The world’s leading publication for data science, AI, and ML professionals.

Gentle introduction to 2D Hand Pose Estimation: Let’s Code It!

Learn how to train a 2D hand pose estimator in PyTorch. This tutorial could be also your introduction to PyTorch.

Image by Author
Image by Author

Welcome back!

We are continuing our journey into Hand Pose Estimation. Now you are reading the second part, which is about coding and PyTorch. I highly recommend you to read the first part before diving deep into coding:

Gentle introduction to 2D Hand Pose Estimation: Approach Explained

It would help you a lot in understanding the dataset, preprocessing, model, training, and evaluation.

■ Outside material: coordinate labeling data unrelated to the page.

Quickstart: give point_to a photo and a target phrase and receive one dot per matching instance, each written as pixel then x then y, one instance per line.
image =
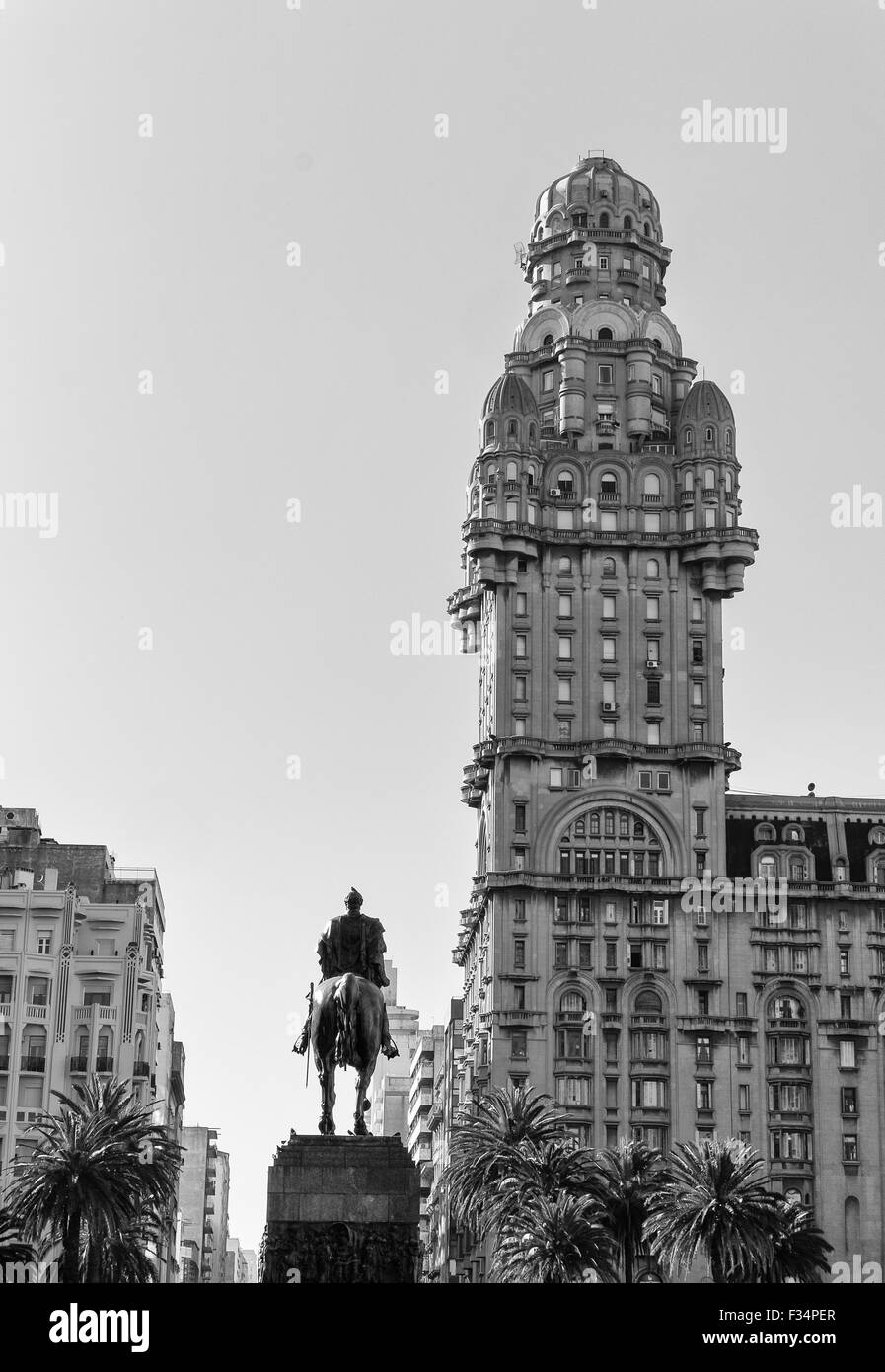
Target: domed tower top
pixel 511 416
pixel 705 420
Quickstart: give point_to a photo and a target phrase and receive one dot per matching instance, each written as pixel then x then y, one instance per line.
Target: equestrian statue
pixel 346 1024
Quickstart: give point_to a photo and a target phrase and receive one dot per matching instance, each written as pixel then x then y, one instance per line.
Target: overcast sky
pixel 272 382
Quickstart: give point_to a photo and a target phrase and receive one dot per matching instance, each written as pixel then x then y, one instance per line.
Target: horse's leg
pixel 362 1086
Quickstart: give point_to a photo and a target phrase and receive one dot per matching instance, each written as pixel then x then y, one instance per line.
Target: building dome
pixel 705 404
pixel 511 396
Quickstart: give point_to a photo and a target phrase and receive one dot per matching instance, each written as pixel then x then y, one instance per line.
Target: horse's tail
pixel 344 998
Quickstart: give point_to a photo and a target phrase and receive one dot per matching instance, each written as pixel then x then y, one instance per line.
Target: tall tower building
pixel 603 534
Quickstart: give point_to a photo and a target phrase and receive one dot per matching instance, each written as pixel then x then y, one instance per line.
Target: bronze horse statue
pixel 346 1031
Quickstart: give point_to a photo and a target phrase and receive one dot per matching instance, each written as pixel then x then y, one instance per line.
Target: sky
pixel 236 257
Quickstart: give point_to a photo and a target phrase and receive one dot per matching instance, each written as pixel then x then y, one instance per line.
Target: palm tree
pixel 553 1239
pixel 713 1202
pixel 625 1181
pixel 491 1147
pixel 101 1169
pixel 800 1253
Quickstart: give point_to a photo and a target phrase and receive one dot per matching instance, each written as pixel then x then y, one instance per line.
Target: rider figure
pixel 353 943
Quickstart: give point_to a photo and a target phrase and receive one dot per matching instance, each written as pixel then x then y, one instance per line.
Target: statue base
pixel 341 1210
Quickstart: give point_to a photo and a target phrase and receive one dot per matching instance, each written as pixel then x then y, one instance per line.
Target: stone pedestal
pixel 341 1210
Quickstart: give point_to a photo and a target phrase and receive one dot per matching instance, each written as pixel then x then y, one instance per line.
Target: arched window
pixel 786 1007
pixel 648 1003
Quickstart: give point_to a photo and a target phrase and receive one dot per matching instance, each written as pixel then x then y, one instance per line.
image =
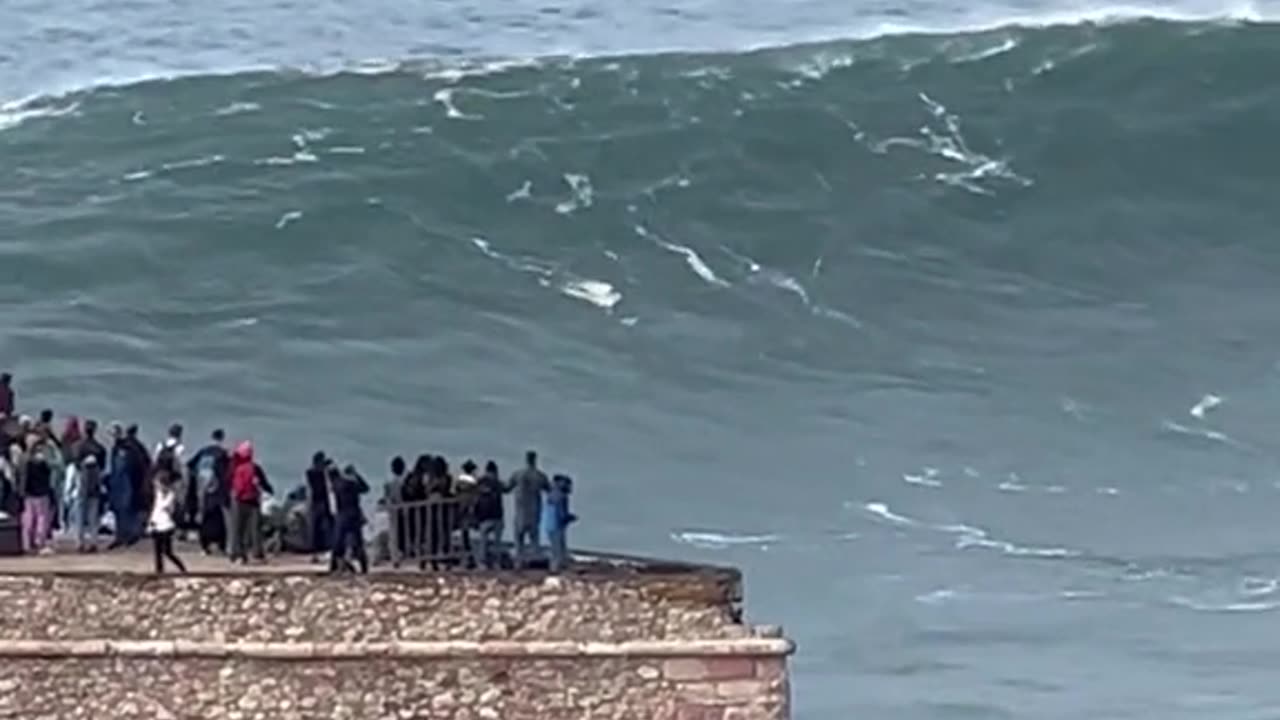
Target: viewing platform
pixel 615 637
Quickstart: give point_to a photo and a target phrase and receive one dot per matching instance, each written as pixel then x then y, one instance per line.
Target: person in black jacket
pixel 209 472
pixel 489 515
pixel 319 513
pixel 348 487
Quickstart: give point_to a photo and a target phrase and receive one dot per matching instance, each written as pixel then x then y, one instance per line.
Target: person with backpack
pixel 210 479
pixel 161 523
pixel 489 515
pixel 348 533
pixel 557 522
pixel 174 452
pixel 88 488
pixel 248 483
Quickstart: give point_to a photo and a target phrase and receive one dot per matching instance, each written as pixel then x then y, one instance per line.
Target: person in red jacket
pixel 245 525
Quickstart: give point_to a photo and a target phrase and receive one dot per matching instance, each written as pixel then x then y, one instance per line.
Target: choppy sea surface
pixel 955 326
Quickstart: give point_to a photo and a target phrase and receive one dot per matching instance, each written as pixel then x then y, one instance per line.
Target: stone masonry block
pixel 698 669
pixel 691 711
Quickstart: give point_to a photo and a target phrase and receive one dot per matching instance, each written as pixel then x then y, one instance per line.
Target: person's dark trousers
pixel 348 536
pixel 526 543
pixel 163 543
pixel 213 528
pixel 557 540
pixel 246 531
pixel 321 531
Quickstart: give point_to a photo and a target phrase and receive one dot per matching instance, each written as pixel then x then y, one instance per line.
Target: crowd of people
pixel 69 481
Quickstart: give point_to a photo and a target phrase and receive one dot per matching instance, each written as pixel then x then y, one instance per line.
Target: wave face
pixel 963 345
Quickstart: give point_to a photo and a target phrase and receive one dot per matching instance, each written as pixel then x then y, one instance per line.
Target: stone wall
pixel 396 646
pixel 411 606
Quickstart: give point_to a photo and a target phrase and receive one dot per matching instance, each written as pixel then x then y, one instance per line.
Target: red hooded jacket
pixel 243 474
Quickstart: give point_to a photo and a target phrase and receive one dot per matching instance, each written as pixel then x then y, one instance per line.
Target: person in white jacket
pixel 161 523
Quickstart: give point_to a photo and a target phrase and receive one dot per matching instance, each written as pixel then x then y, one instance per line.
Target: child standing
pixel 558 519
pixel 163 524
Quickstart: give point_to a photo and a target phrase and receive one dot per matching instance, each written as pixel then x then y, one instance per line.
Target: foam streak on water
pixel 963 345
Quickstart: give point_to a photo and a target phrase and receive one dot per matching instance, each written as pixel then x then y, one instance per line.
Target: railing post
pixel 393 510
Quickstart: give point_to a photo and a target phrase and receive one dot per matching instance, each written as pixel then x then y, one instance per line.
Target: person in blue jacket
pixel 557 519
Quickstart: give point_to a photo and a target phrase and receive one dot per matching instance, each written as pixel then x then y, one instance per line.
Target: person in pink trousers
pixel 36 488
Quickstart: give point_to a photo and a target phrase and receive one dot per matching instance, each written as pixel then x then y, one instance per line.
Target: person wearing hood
pixel 88 493
pixel 488 515
pixel 140 483
pixel 119 487
pixel 209 474
pixel 8 397
pixel 529 484
pixel 173 452
pixel 88 445
pixel 348 487
pixel 36 488
pixel 319 509
pixel 248 483
pixel 160 522
pixel 557 522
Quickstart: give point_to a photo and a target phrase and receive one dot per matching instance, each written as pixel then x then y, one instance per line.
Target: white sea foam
pixel 691 258
pixel 287 218
pixel 237 109
pixel 969 536
pixel 597 292
pixel 977 19
pixel 444 96
pixel 927 478
pixel 722 541
pixel 581 194
pixel 1239 606
pixel 18 112
pixel 522 192
pixel 1205 405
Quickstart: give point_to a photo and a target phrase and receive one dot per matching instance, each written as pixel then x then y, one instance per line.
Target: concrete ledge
pixel 746 647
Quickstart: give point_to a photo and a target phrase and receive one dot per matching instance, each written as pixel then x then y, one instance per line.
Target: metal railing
pixel 432 532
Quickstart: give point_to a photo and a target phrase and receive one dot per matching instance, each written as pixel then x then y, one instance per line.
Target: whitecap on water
pixel 972 536
pixel 928 478
pixel 291 217
pixel 17 112
pixel 1205 405
pixel 444 96
pixel 722 541
pixel 237 109
pixel 521 192
pixel 691 258
pixel 882 511
pixel 1240 606
pixel 597 292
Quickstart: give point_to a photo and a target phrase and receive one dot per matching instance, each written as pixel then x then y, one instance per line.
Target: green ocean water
pixel 963 346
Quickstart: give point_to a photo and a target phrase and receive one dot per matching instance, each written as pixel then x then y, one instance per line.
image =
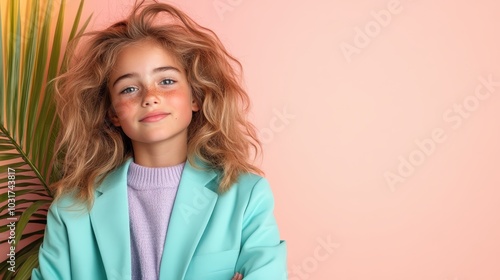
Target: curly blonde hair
pixel 89 146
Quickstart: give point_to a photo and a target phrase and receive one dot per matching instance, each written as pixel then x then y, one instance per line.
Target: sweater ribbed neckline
pixel 146 178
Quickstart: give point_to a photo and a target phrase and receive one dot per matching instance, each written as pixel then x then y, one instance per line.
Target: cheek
pixel 123 108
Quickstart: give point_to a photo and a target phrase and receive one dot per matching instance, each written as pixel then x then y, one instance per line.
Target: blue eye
pixel 167 82
pixel 129 90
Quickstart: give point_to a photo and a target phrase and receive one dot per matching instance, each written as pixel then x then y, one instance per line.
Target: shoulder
pixel 68 206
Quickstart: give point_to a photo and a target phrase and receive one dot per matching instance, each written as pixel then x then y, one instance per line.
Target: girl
pixel 153 150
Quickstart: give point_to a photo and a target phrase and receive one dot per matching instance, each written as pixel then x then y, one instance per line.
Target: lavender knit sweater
pixel 151 195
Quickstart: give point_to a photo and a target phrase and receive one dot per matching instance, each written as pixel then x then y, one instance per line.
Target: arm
pixel 53 257
pixel 263 254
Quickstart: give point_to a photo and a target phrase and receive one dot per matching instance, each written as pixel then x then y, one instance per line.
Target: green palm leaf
pixel 28 122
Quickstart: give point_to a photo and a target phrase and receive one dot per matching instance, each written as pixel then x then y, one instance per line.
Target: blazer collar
pixel 193 206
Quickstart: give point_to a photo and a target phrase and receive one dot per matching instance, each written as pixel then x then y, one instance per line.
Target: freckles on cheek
pixel 122 108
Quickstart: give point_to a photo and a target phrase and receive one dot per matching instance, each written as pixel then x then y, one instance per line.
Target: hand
pixel 237 276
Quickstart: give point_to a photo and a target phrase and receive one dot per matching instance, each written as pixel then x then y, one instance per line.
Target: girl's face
pixel 150 96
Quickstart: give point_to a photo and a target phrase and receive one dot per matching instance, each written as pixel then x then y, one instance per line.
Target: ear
pixel 113 117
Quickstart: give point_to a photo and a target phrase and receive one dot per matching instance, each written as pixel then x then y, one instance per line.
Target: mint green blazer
pixel 209 236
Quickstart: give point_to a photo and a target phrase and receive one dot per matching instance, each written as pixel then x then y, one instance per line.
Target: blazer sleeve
pixel 262 254
pixel 53 256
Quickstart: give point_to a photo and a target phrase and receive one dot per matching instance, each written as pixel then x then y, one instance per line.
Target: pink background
pixel 349 93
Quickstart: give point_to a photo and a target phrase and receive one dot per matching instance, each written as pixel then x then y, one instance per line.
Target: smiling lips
pixel 154 117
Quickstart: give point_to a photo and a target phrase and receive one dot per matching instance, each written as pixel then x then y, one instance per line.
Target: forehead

For this tutorial, I’ve created a Github repository, where you’ll find a complete code on training hand pose estimator and doing inferences. You can go there now or later – clone it, read it and run it. It was implemented in Pytorch, and if you haven’t worked with this library before – it’s a great opportunity to start! Experience with PyTorch is not required here; I am going to explain all the main concepts, so this tutorial could be also your introduction to PyTorch.

And now… Open your Jupyter Notebooks!

Contents Data Let’s Train

  • DataLoader
  • Model —Trainer Let’s do Inference
  • Post-Processing
  • Evaluation What’s Next

Data

Let’s start with data. We are going to use the FreiHAND dataset, which you can download here. It would be really useful for you to spend some time reading dataset description, exploring archive structure, and opening images and files. Make yourself comfortable with the data we are going to use throughout this tutorial.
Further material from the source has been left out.